The goal of the Fermilab HEPCloud Project is to extend the current Fermilab computing facility to transparently provide access to disparate resources including commercial and community clouds, grid federations and HPC centers.

The Fermilab Scientific Computing Division supports several types of dedicated and shared resources for data- and compute-intensive scientific work. These resources have historically been limited to either those provisioned by and hosted at Fermilab or to remote resources made available through the Open Science Grid. The resources may be dedicated or shared and, in some cases, are offered only at low priority so use may be pre-empted by higher priority demands. In order to reliably meet peak demands, Fermilab was required to  provision with the forecasted peak demand in mind rather than the median or mean demand. This may not be cost effective, since some resources may be underused during non-peak periods even with the resource sharing enabled by grids. In addition, this can lower scientific productivity if the forecasted demand is too low, since there is a long lead time to significantly increase local or remote resources.
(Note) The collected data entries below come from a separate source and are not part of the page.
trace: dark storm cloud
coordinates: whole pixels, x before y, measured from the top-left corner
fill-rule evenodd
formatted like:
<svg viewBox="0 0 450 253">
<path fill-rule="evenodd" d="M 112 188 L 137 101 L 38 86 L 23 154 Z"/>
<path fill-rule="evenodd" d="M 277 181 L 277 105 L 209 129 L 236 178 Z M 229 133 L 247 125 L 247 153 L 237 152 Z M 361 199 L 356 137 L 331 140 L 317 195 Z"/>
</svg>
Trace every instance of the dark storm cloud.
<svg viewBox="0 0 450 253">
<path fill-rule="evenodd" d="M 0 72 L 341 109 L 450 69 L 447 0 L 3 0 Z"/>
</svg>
An illustration of provisioning for average vs. provisioning for peak.


The HEPCloud facility will enable experiments to perform the full spectrum of computing tasks, including data-intensive simulation and reconstruction, regardless of where the resources are located. This will also allow Fermilab to provision computing resources in a more efficient and cost-effective way, incorporating elasticity that will allow the facility to respond to demand peaks without over-provisioning local resources by using a more cost-effective mix of local and remote resources transparent to the scientific collaborations.


Project Phases

The HEPCloud project is currently in its fourth phase.

  • Phase One, CMS use case, was successfully completed in September 2016. The project team demonstrated the cost-effective use of commercial cloud services for experiment workflows and developed a foundation to realize the HEPCloud concept. [Read CMS experiment use case], [Read NOvA experiment use case].
  • Phase Two was successfully completed in December 2017. This phase built upon the success of Phase One by continuing to provision cloud resources while increasing the reach by focusing on high performance computing (HPC) facilities. During this phase, we worked with the National Energy Research Scientific Computing Center (NERSC) to accomplish this goal.
  • Phase Three focused on further development of the decision engine, extension of the facility to include an additional cloud provider/s and transition to operations.
  • Phase Four, our current phase, focuses on further development of the Decision Engine Framework as well as the Decision Channel design and modules. It will also work on Edge Services and other requirements to expand the Facility into HPC sites. Feedback from reviews and operations, support for transactional provisioning, and support for MPI will be added to ensure a stable and sustainable product for the facility.